Avec une inflation faible et la force persistante du franc, la baisse du taux directeur de la BNS pourrait se poursuivre jusqu’en territoire négatif. Elle soulagerait les emprunteurs mais compliquerait la recherche de performance des investisseurs
L’information vous aura peut-être échappé dans le tumulte des élections américaines: le nouveau président de la Banque nationale suisse (BNS), Martin Schlegel, n’exclut pas un retour aux taux d’intérêt négatifs. Bien que cette option ne soit pas envisagée dans l’immédiat, la question mérite d’être posée: un retour à un environnement de taux négatifs est-il vraiment plausible, et quel en serait l’impact?
La BNS a déjà abaissé son taux directeur à trois reprises cette année, le faisant passer de 1,75% en janvier à 1% en septembre. Cette tendance baissière pourrait bien se poursuivre: les marchés financiers anticipent en effet une nouvelle baisse d’au moins 0,75% d’ici à septembre 2025, plaçant ainsi le taux juste au-dessus de zéro, soit entre 0% et 0,25%.
Ce seuil laissera peu de marge de manœuvre à la BNS au second semestre de l’année prochaine, ce qui pourrait pousser la banque nationale à envisager des mesures non conventionnelles, tel un retour aux taux négatifs.

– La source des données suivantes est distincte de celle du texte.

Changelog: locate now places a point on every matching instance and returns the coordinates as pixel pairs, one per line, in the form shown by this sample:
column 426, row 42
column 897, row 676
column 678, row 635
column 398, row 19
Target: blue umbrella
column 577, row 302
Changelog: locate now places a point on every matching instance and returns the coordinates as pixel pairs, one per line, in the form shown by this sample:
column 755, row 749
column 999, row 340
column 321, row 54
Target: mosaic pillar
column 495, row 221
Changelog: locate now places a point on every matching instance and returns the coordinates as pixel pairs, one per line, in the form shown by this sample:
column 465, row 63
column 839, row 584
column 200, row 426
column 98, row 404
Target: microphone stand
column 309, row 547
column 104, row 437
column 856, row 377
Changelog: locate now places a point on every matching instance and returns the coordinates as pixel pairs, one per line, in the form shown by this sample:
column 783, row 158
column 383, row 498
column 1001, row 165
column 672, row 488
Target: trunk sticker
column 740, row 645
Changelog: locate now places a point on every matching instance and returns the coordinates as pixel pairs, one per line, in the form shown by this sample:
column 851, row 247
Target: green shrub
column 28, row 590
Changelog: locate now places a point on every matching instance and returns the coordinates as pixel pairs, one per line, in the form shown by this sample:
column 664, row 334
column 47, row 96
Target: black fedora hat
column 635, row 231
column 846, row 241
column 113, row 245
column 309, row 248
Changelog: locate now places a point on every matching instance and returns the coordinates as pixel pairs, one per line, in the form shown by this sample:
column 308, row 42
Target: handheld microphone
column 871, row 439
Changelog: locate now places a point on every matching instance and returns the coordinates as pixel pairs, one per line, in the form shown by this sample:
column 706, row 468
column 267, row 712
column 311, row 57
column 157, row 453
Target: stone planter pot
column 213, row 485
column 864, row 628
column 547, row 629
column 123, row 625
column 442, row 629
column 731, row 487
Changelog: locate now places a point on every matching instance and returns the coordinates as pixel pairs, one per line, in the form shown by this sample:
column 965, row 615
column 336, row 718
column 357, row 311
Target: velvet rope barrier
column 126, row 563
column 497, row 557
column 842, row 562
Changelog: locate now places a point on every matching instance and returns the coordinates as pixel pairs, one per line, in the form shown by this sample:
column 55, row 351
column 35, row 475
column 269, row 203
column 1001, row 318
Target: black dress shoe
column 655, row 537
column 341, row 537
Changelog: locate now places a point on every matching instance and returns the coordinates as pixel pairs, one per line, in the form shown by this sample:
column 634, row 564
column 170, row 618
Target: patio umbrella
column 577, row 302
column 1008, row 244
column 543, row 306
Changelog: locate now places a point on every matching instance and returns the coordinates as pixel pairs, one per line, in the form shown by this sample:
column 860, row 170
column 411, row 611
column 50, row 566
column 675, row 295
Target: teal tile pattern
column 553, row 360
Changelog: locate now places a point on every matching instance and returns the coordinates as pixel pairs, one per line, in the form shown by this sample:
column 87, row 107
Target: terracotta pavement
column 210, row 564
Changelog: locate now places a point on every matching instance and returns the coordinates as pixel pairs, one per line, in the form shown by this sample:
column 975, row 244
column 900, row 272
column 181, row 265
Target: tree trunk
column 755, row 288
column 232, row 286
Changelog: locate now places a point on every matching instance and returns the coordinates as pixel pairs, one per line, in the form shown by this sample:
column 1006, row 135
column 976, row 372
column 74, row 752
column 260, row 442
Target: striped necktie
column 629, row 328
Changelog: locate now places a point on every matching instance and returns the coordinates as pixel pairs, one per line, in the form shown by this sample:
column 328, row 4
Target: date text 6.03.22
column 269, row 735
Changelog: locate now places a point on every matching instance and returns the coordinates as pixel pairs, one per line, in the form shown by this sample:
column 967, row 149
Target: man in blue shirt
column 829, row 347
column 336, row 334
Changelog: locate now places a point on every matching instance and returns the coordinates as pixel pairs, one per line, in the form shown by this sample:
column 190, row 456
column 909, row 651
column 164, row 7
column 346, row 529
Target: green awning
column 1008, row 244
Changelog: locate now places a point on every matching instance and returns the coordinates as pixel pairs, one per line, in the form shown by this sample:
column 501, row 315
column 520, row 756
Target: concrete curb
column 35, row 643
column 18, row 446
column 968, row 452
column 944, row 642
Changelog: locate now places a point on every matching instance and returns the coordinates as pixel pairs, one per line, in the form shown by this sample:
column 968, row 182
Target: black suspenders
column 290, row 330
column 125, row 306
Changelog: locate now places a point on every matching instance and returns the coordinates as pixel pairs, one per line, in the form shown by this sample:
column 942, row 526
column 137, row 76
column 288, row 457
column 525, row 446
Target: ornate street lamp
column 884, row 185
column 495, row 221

Pourquoi un retour aux taux négatifs?
Tout d’abord, il est important de noter que si l’inflation atteignait 2,5% en 2023, elle a considérablement diminué depuis, s’établissant à seulement 0,6% en glissement annuel en octobre. De plus, la Suisse vient de connaître cinq mois consécutifs d’inflation nulle ou négative, une situation inédite depuis 2020.
Dans ce contexte, un retour aux taux d’intérêt négatifs pourrait constituer un levier pour stimuler l’économie et éviter une déflation prolongée. En effet, cette politique monétaire permettrait d’encourager les investissements et la consommation, tout en empêchant une éventuelle spirale déflationniste qui nuirait à la croissance économique du pays.

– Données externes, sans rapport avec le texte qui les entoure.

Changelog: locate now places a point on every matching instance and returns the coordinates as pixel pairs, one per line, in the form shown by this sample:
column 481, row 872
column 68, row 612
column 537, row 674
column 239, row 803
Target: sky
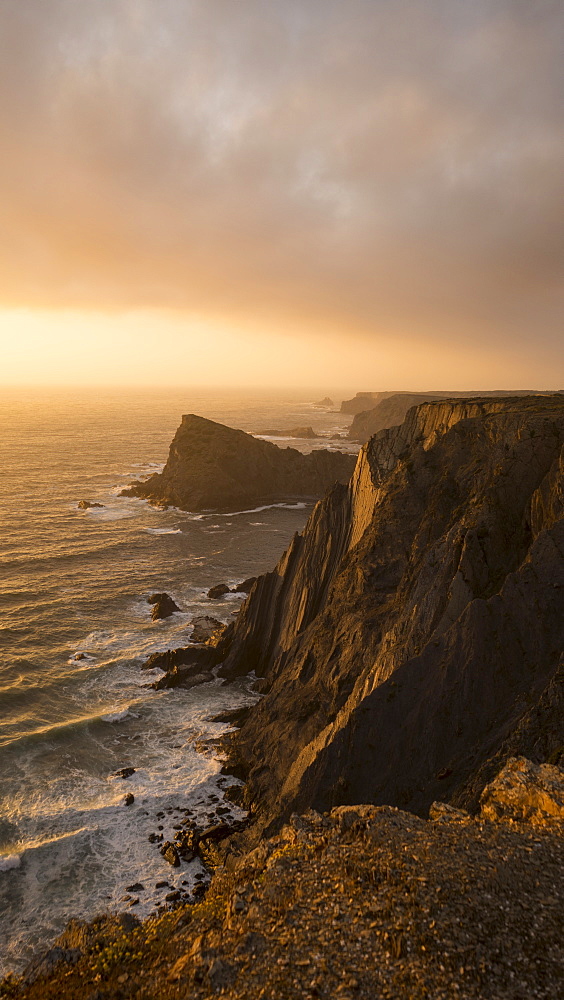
column 309, row 192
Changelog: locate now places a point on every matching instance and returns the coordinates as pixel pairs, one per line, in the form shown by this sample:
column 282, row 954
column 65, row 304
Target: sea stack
column 216, row 468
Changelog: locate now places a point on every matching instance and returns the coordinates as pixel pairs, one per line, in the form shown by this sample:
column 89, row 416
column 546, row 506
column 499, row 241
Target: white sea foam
column 164, row 531
column 116, row 716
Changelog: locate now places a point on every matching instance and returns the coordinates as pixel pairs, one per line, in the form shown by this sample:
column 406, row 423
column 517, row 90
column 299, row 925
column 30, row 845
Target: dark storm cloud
column 369, row 164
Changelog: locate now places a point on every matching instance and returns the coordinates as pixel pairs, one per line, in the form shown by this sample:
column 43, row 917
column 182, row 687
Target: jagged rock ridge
column 392, row 409
column 409, row 632
column 213, row 467
column 365, row 401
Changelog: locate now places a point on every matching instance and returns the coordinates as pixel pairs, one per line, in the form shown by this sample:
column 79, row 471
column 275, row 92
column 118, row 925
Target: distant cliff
column 213, row 467
column 367, row 402
column 415, row 628
column 387, row 413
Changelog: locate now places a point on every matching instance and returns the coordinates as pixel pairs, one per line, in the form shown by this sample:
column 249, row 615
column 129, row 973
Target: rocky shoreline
column 408, row 647
column 453, row 906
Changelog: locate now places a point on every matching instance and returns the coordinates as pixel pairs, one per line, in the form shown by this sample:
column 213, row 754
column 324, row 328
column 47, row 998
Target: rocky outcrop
column 205, row 628
column 391, row 409
column 363, row 401
column 368, row 400
column 364, row 901
column 523, row 791
column 213, row 467
column 387, row 413
column 163, row 606
column 303, row 432
column 409, row 631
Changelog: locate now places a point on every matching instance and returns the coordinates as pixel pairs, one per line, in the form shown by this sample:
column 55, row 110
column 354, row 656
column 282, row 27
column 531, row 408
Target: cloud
column 376, row 167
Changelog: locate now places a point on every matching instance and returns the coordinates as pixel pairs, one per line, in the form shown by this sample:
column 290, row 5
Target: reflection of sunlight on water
column 92, row 572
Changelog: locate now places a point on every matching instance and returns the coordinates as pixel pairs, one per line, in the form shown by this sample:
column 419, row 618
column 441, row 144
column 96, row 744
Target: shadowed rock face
column 411, row 632
column 387, row 413
column 391, row 409
column 213, row 467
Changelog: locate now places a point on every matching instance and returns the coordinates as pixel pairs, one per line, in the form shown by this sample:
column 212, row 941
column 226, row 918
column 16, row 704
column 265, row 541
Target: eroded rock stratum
column 411, row 638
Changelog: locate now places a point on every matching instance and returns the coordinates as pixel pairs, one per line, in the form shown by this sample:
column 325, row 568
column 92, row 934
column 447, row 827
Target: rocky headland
column 375, row 410
column 361, row 902
column 298, row 432
column 409, row 650
column 213, row 467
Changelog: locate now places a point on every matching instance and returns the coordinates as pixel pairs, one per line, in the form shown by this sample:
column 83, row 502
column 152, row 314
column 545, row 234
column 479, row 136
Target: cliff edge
column 213, row 467
column 415, row 629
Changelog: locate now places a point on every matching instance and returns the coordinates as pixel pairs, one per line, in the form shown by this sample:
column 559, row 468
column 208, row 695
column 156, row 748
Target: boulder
column 124, row 772
column 163, row 606
column 205, row 628
column 524, row 791
column 170, row 854
column 245, row 587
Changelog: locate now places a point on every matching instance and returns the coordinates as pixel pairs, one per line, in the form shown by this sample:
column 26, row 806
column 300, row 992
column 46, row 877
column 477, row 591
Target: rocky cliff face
column 363, row 401
column 391, row 408
column 387, row 413
column 414, row 629
column 213, row 467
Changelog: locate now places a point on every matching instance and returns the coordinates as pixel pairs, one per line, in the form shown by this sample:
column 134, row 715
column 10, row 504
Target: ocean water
column 78, row 581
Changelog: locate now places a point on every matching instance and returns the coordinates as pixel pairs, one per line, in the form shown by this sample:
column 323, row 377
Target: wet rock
column 205, row 628
column 163, row 606
column 235, row 794
column 235, row 716
column 524, row 791
column 170, row 853
column 177, row 678
column 184, row 660
column 441, row 812
column 216, row 833
column 245, row 587
column 221, row 974
column 124, row 772
column 45, row 964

L’impact du franc fort face à l’euro
Un autre facteur qui pourrait inciter la BNS à baisser les taux sous le seuil de zéro est la force persistante du franc suisse par rapport à l’euro. Les marchés financiers anticipent entre cinq et six baisses de taux d’ici à septembre 2025 de la part de la Banque centrale européenne (BCE), à raison de -0,25% par réduction, contre seulement trois baisses pour la BNS.

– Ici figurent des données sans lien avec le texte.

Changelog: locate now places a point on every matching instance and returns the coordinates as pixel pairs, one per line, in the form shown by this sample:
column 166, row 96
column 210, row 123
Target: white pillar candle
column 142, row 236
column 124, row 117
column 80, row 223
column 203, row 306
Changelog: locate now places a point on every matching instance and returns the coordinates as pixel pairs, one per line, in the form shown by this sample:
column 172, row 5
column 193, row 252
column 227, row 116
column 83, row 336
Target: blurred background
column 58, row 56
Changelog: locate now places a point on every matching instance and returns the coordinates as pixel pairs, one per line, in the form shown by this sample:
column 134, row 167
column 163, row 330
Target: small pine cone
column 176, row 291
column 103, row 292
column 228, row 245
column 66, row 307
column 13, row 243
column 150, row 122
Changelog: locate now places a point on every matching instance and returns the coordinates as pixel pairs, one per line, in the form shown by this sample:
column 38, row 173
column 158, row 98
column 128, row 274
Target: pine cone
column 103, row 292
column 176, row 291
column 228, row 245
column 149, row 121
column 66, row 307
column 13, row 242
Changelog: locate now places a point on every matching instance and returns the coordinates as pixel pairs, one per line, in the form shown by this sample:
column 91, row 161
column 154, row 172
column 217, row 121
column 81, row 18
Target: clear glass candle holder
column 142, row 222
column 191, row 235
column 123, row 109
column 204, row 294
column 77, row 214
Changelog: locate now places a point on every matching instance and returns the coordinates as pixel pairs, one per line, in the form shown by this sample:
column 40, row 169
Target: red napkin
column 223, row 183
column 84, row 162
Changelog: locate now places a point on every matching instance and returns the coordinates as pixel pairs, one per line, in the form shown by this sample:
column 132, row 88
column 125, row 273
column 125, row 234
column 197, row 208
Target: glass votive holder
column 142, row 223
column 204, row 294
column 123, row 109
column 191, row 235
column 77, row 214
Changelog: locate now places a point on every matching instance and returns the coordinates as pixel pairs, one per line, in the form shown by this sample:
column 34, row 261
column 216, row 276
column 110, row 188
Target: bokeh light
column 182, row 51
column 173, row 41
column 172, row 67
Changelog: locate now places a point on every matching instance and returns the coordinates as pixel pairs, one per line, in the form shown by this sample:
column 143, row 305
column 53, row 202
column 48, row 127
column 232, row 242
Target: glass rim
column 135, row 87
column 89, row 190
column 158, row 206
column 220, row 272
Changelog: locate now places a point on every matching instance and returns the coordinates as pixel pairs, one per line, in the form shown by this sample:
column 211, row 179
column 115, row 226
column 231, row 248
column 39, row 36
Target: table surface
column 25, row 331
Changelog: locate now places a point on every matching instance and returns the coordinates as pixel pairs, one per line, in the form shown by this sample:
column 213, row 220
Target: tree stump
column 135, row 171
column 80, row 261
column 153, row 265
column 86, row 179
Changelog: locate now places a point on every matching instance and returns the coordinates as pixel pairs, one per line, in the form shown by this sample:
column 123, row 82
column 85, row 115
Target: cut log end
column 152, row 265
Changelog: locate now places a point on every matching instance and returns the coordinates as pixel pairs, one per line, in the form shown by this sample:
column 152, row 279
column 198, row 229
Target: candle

Si ces prévisions se confirment, le différentiel de taux entre la Suisse et la zone euro devrait diminuer et, par voie de conséquence, renforcer le franc suisse.
Les effets d’un retour aux taux négatifs
Un éventuel retour aux taux négatifs pourrait avoir des effets contrastés. Du côté des emprunteurs, notamment les détenteurs d’hypothèques et les entreprises, cette mesure réduirait leurs coûts d’emprunt et de financement. En revanche, les investisseurs et les caisses de prévoyance auraient plus de difficulté à assurer le rendement minimum de 1% imposé par la LPP, à moins d’accroître leur prise de risques.
Une décision incertaine mais envisageable
La possibilité d’un retour aux taux d’intérêt négatifs par la BNS reste incertaine mais plausible. L’inflation, la force du franc suisse et les stratégies monétaires de la BCE sont autant de variables qui détermineront la décision finale de la banque nationale. Une chose est sûre toutefois: un retour aux taux négatifs ne sera pas sans conséquences, et la BNS devra en soupeser soigneusement les avantages et les inconvénients avant de s’engager dans cette voie.